因爲無法下載預訓練的權重文件，我只好挨個修改代碼，做到在沒有預訓練權重的情況下進行訓練。

針對train.py文件：

"""
This code is based on DrSleep's framework: https://github.com/DrSleep/tensorflow-deeplab-resnet 
"""
import argparse
import os
import sys
import time

import tensorflow as tf
import numpy as np

from model import ICNet_BN
from utils.config import Config
from utils.visualize import decode_labels
from utils.image_reader import ImageReader, prepare_label

def get_arguments():
    parser = argparse.ArgumentParser(description="Reproduced ICNet")
    
    parser.add_argument("--random-mirror", action="store_true",
                        help="Whether to randomly mirror the inputs during the training.")
    parser.add_argument("--random-scale", action="store_true",
                        help="Whether to randomly scale the inputs during the training.")
    parser.add_argument("--update-mean-var", action="store_true",
                        help="whether to get update_op from tf.Graphic_Keys")
    parser.add_argument("--train-beta-gamma", action="store_true",
                        help="whether to train beta & gamma in bn layer")
    parser.add_argument("--dataset", required=True,
                        help="Which dataset to trained with",
                        choices=['cityscapes', 'ade20k', 'others'])
    parser.add_argument("--filter-scale", type=int, default=2,
                        help="1 for using pruned model, while 2 for using non-pruned model.",
                        choices=[1, 2])
    return parser.parse_args()

def get_mask(gt, num_classes, ignore_label):
    less_equal_class = tf.less_equal(gt, num_classes-1)
    not_equal_ignore = tf.not_equal(gt, ignore_label)
    mask = tf.logical_and(less_equal_class, not_equal_ignore)
    indices = tf.squeeze(tf.where(mask), 1)

    return indices

def create_loss(output, label, num_classes, ignore_label):
    raw_pred = tf.reshape(output, [-1, num_classes])
    label = prepare_label(label, tf.stack(output.get_shape()[1:3]), num_classes=num_classes, one_hot=False)
    label = tf.reshape(label, [-1,])

    indices = get_mask(label, num_classes, ignore_label)
    gt = tf.cast(tf.gather(label, indices), tf.int32)
    pred = tf.gather(raw_pred, indices)

    loss = tf.nn.sparse_softmax_cross_entropy_with_logits(logits=pred, labels=gt)
    reduced_loss = tf.reduce_mean(loss)

    return reduced_loss

def create_losses(net, label, cfg):
    # Get output from different branches
    sub4_out = net.layers['sub4_out']
    sub24_out = net.layers['sub24_out']
    sub124_out = net.layers['conv6_cls']

    loss_sub4 = create_loss(sub4_out, label, cfg.param['num_classes'], cfg.param['ignore_label'])
    loss_sub24 = create_loss(sub24_out, label, cfg.param['num_classes'], cfg.param['ignore_label'])
    loss_sub124 = create_loss(sub124_out, label, cfg.param['num_classes'], cfg.param['ignore_label'])
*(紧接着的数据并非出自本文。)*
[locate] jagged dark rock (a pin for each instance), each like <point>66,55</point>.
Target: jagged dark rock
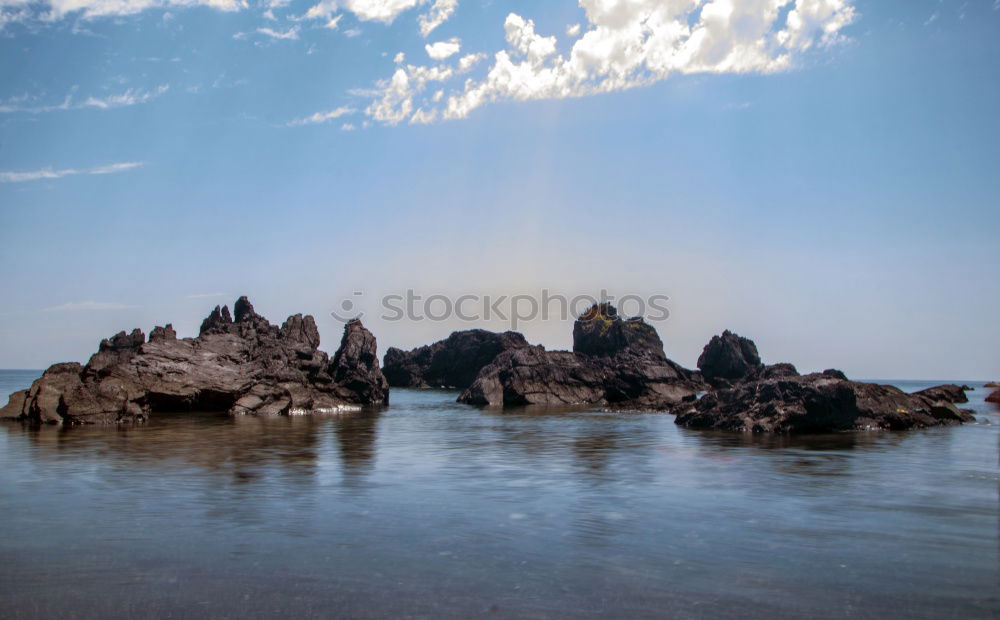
<point>246,366</point>
<point>615,362</point>
<point>452,363</point>
<point>949,393</point>
<point>729,358</point>
<point>600,331</point>
<point>783,369</point>
<point>163,334</point>
<point>816,403</point>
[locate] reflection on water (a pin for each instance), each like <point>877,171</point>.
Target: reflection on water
<point>434,509</point>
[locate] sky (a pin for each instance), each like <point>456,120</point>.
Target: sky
<point>817,175</point>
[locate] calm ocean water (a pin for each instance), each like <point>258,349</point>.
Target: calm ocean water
<point>431,509</point>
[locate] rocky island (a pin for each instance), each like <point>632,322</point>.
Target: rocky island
<point>241,365</point>
<point>244,365</point>
<point>620,363</point>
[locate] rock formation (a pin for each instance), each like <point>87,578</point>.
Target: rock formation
<point>452,363</point>
<point>244,366</point>
<point>949,393</point>
<point>614,362</point>
<point>730,358</point>
<point>816,403</point>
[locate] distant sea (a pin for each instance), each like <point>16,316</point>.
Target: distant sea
<point>432,509</point>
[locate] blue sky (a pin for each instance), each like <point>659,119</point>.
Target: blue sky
<point>818,175</point>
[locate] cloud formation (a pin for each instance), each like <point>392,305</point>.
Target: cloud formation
<point>54,10</point>
<point>321,117</point>
<point>130,97</point>
<point>444,49</point>
<point>49,173</point>
<point>385,11</point>
<point>74,306</point>
<point>625,44</point>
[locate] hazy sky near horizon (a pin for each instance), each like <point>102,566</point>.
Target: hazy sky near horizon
<point>818,175</point>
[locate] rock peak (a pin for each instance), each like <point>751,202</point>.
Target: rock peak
<point>600,331</point>
<point>730,357</point>
<point>243,310</point>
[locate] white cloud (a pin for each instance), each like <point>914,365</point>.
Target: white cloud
<point>129,97</point>
<point>292,34</point>
<point>49,173</point>
<point>205,295</point>
<point>625,44</point>
<point>321,117</point>
<point>385,11</point>
<point>444,49</point>
<point>437,15</point>
<point>379,10</point>
<point>54,10</point>
<point>366,10</point>
<point>74,306</point>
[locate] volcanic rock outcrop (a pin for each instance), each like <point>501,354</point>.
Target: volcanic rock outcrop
<point>730,359</point>
<point>617,362</point>
<point>816,403</point>
<point>452,363</point>
<point>244,365</point>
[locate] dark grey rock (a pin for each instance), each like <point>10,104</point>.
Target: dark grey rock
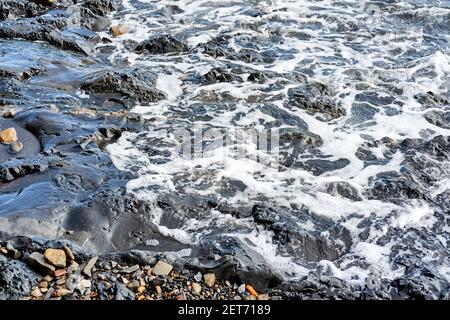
<point>129,84</point>
<point>162,44</point>
<point>315,98</point>
<point>219,75</point>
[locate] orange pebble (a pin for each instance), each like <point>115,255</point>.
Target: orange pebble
<point>251,290</point>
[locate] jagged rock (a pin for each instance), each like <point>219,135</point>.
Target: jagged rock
<point>283,117</point>
<point>315,98</point>
<point>438,118</point>
<point>257,76</point>
<point>162,44</point>
<point>15,147</point>
<point>123,293</point>
<point>15,168</point>
<point>101,7</point>
<point>237,262</point>
<point>162,268</point>
<point>56,257</point>
<point>16,279</point>
<point>431,100</point>
<point>118,30</point>
<point>219,75</point>
<point>210,279</point>
<point>343,189</point>
<point>131,84</point>
<point>89,266</point>
<point>13,9</point>
<point>8,136</point>
<point>37,261</point>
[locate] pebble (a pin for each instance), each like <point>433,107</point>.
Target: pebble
<point>69,253</point>
<point>37,261</point>
<point>15,147</point>
<point>48,278</point>
<point>162,268</point>
<point>89,266</point>
<point>130,269</point>
<point>210,279</point>
<point>133,284</point>
<point>60,273</point>
<point>36,293</point>
<point>56,257</point>
<point>73,267</point>
<point>181,296</point>
<point>62,292</point>
<point>101,276</point>
<point>8,136</point>
<point>196,288</point>
<point>251,290</point>
<point>198,277</point>
<point>140,289</point>
<point>158,289</point>
<point>86,283</point>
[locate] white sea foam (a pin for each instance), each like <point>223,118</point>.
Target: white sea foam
<point>340,45</point>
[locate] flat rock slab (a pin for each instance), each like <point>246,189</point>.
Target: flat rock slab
<point>31,144</point>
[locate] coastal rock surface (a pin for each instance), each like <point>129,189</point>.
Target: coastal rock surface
<point>232,150</point>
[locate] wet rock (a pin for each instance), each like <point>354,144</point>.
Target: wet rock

    l2_losses = [cfg.WEIGHT_DECAY * tf.nn.l2_loss(v) for v in tf.trainable_variables() if 'weights' in v.name]
    
    # Calculate weighted loss of three branches, you can tune LAMBDA values to get better results.
    reduced_loss = cfg.LAMBDA1 * loss_sub4 +  cfg.LAMBDA2 * loss_sub24 + cfg.LAMBDA3 * loss_sub124 + tf.add_n(l2_losses)

    return loss_sub4, loss_sub24, loss_sub124, reduced_loss

class TrainConfig(Config):
    def __init__(self, dataset, is_training,  filter_scale=1, random_scale=None, random_mirror=None):
        Config.__init__(self, dataset, is_training, filter_scale, random_scale, random_mirror)

    # Set pre-trained weights here (You can download weight using `python script/download_weights.py`) 
    # Note that you need to use "bnnomerge" version.
    # ~ model_weight = './model/cityscapes/icnet_cityscapes_train_30k_bnnomerge.npy'
    model_weight = ''   # 這裏將地址設爲空
    
    # Set hyperparameters here, you can get much more setting in Config Class, see 'utils/config.py' for details.
    LAMBDA1 = 0.16
    LAMBDA2 = 0.4
    LAMBDA3 = 1.0
    BATCH_SIZE = 4
    LEARNING_RATE = 1e-2  # 這些參數按需修改

def main():
    """Create the model and start the training."""
    args = get_arguments()

    """
    Get configurations here. We pass some arguments from command line to init configurations, for training hyperparameters, 
    you can set them in TrainConfig Class.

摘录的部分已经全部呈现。